Lotus Domino / Notes Localized Security Extended To The Design And Realization

Lotus Notes and Domino are groupware software of IBM. As an integrated collaborative environment, the Lotus Notes client and the Lotus Domino server combine enterprise-class messaging and calendaring & scheduling capabilities with a robust platform for collaborative applications. As the solution built on an open, unified architecture ,they are widely used and become the standard of multifunctional official platform.. Now they serve as the OA platform for many companies and enterprise in China. So it is in need and meaningful for us to study it's security system and do our own security extension on them.Lotus Domino/Notes system has many features in security control, such as powerful function, technical extensive and multi-level control, flexible configuration management.

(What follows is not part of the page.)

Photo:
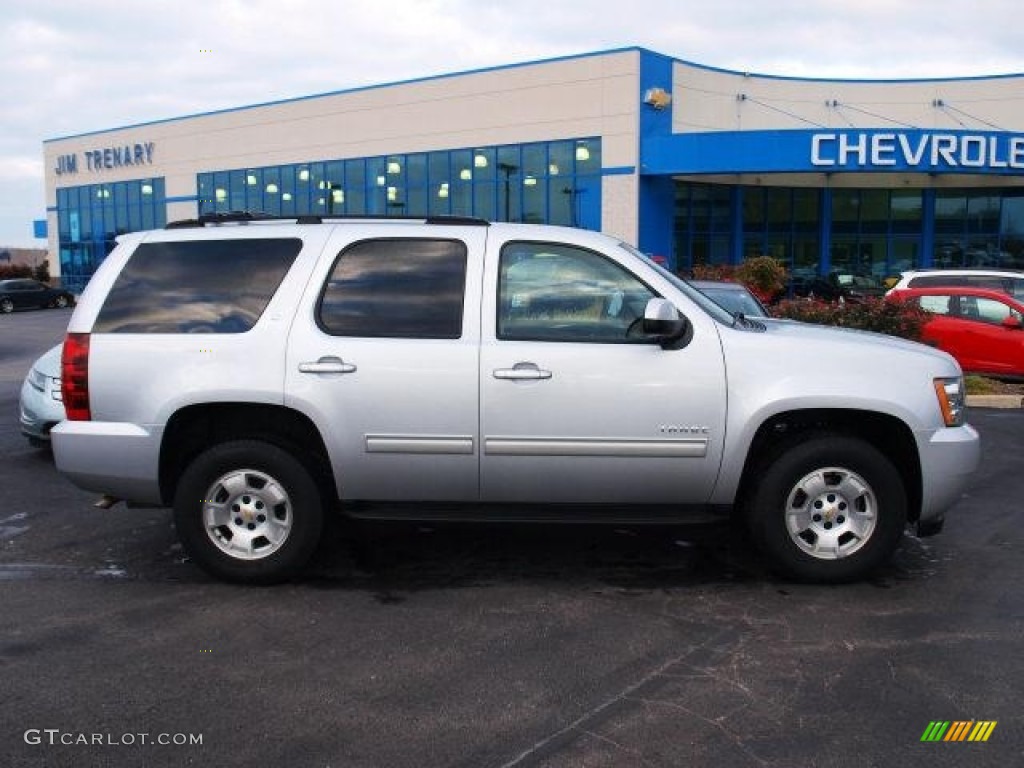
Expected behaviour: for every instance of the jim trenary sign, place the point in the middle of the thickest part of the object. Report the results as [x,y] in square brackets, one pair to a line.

And it has many cryptographic techniques, including public key encryption and symmetric-key cryptography, digital signatures and digital certificates etc.These techniques are used to ensure data reliability and integrity, thus forming Notes security mechanisms. Its security system has multiple levels; each level has a relative safety control measures. Authentication is an important component of its security system; and its security depends on X.509 certificate.Though the security architecture is powerful and complex, it is not perfect. In fact, nothing is absolutely security. When using software, we can't completely rely on the security that offered by it. And security leaks are also found in Lotus Notes. So we should do our own security extension, to insure our security and be active in security. Our security extension based on PKI, which integrated smart card, digital signature, digital envelopes, and LDAP technology. Security extension mainly about Lotus Domino/Notes R5.0 and it's three aspects are: user authentication, transmission security and email/document security.User ID is the Notes ID for a Lotus Notes user, the ID file contains important information and the password assigned to a user during registration is a mechanism to protect access to the Notes ID file. To defeat dictionary or brute force attacks on ID file passwords and to reduce the risk of password capture, we use intelligent key in our extension. When user log on, he should give the key's PIN, the right certificate and the ID file. Lotus Domino/ Notes implement SSL protocol to achieve internet security.